Ya en el siglo 111 tenemos testimonios claros de la celebración de la Pascua durante cincuenta días. Tertuliano expresa la alegría de los cristianos por ese «gozoso espacio», que recuerda a la vez la manifestación de la Resurrección del Señor, la revelación de la gracia del Espíritu Santo y la esperanza de la Parusía. El tiempo pascual es como un «gran domingo», según la expresión de San Atanasia en sus cartas pascuales.
La celebración es común en Oriente y en Occidente a partir del siglo III y empieza a resaltar algunos elementos rituales característicos: no se ayuna, se ora en pie, se canta el aleluya que es el cántico nuevo de la pascua cristiana. Egeria confirma puntualmente estas costumbres que son comunes en la iglesia madre de Jerusalén.
Tiene personalidad propia en este tiempo la primera semana de Pascua con el tono gozoso de sus formularios bautismales, sobre todo en la liturgia romana. En Jerusalén, según el testimonio conjunto del Diario de Egeria y de las catequesis mistagógicas de San Cirilo, los neófitos reciben las catequesis, en las que se les explican los ritos vividos por ellos en la vigilia pascual cuando recibieron los sagrados misterios del bautismo, de la confirmación y de la eucaristía; asisten sólo los neófitos y los fieles; son excluidos los catecúmenos; el obispo habla desde el cancel del santo sepulcro y se renuevan las expresiones de entusiasmo espontáneo entre los asistentes: «Mientras el obispo expone y narra cada cosa, son tales los gritos de los que aclaman, que sus voces se oyen aun fuera de la iglesia».
Los Padres del siglo IV ya celebran el misterio del día cuadragésimo de este tiempo que corresponde a la Ascensión del Señor. León Magno canta el misterio con profundas homilías teológicas. Más tarde corre el riesgo de convertirse en el punto final del tiempo pascual sin respetar su lógica continuación hasta Pentecostés.

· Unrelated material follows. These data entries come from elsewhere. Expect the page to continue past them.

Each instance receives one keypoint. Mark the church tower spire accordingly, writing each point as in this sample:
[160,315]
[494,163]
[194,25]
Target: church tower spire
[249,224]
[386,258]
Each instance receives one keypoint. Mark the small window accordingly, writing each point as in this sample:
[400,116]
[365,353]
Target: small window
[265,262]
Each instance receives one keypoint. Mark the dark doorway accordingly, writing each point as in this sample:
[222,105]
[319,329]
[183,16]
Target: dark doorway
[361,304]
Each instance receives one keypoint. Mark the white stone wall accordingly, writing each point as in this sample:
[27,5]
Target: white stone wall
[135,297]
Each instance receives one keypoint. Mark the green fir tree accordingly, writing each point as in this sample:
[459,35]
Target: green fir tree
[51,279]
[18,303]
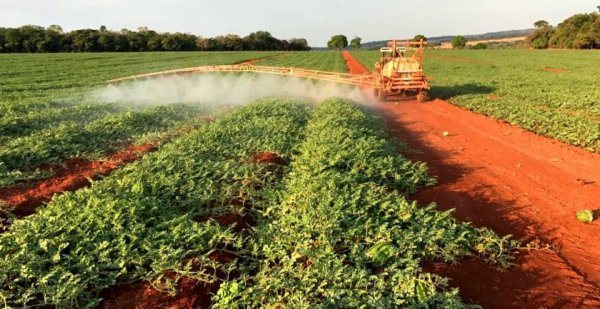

El día de Pentecostés se celebra como la «metrópolis» o capital de la fiestas, según la expresión de San Juan Crisóstomo, plenitud de la Pascua en la efusión del Espíritu. Más tarde, tiende a convertirse en una fiesta autónoma del Espíritu Santo, con su propia vigilia y su prolongación en una octava que tiene, entre otras motivaciones, la de alargar durante siete días la fiesta en honor de los siete dones del Espíritu Santo. La fiesta de Pentecostés se enriquecerá durante la Edad Media con notables aportaciones eucológicas que todavía hoy existen en nuestra liturgia. Y no faltará la tentación dramatizante del hecho de la venida del Espíritu Santo; desde lo alto de las bóvedas de las catedrales y monasterios medievales durante el canto del Gloria o de la Secuencia se harán caer pétalos de rosas rojas o algodones encendidos, o se soltarán palomas en un revuelo festivo que quiere imitar lo que sucedió en el Cenáculo, en la variedad de
símbolos del Espíritu.
Estas breves notas históricas pueden bastar para informar acerca de los elementos necesarios y para estimular el estudio sobre los mil detalles curiosos de la evolución de las celebraciones del triduo pascual y del tiempo de Pentecostés.